I owe you a big write up of how I was filled with dread going in to Amy's annual planning meeting, and how great it went, and great this year looked, but that is being overshadowed right now.
I won't dance around it -- the last eight months with Amy have taken a major toll on our finances, and we can't keep doing it.
When my mom died, my aunt alerted us that Amy was likely eligble for survivorship benefits. We jumped through hoops, made countless phone calls, paid for express birth certificates. Dad travelled to Amy to attend her SSI phone appointment with her.
She was approved, and there was light at then end of the tunnel. Of the tiny amount of money my mom ever had, she spent so much of it on Amy -- cell phone, cable, clothes, hair cuts, medical copays, keeping up the wheelchair van, insuring the van, bus rides, special rec and other social activities -- and the survivorship benefit was going to let Amy maintain that standard of living with the help of my mom.

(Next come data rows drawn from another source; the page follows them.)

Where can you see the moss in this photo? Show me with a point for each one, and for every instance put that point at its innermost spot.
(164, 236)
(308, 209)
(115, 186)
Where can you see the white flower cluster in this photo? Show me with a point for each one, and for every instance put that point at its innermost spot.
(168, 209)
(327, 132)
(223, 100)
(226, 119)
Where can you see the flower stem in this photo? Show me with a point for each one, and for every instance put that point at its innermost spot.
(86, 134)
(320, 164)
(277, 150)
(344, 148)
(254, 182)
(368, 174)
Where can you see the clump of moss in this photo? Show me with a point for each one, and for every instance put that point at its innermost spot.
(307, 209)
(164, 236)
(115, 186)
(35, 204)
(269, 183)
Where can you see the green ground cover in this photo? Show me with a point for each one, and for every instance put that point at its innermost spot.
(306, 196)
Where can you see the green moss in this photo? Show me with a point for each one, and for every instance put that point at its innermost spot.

I felt such intense relief.
Today, I learned that the law in Illinois says that her home will be getting the surviorship beneift, since medicaid pays for the CILA.
Amy is allowed to keep fifty dollars a month total, from both her regular SSI and her survivorship benefit, and from that she is expected to pay all her expenses beyond the basic room and board and physical care that the house agency provides. That covers her cell phone (which is a necessity given that her house will only allow her to use the house phone for 15 minutes a day, and because she can't open her bedroom door herself, and so routinely has to call the landline in her house to say HEY, I'm locked in my room and can't get out).
This just doesn't make any sense to me. Without the funds, Amy can't do most of the things we discussed in her planning meeting -- special rec activities and socialization, attending more events like Speak Up Speak Out. She is relegated to sitting in her room waiting out the days.
We could keep giving her the money at the expense of ourselves. We'd like to have kids... we'd like to pay our student loans off... we'd like to stay up on our credit card. By taking these funds away from Amy, the state is creating a negative dynamic between Amy and her sisters who will struggle to compensate. Do I resent that I have to choose between good financial decisions for myself and taking care of Amy? Oh yes. Thanks, Illinois, you low-ranking piece of crap.
I'm a work, and I am FREAKING OUT. I'm hoping by writing this, I'll manage to pull the tears back in and carry on. Right.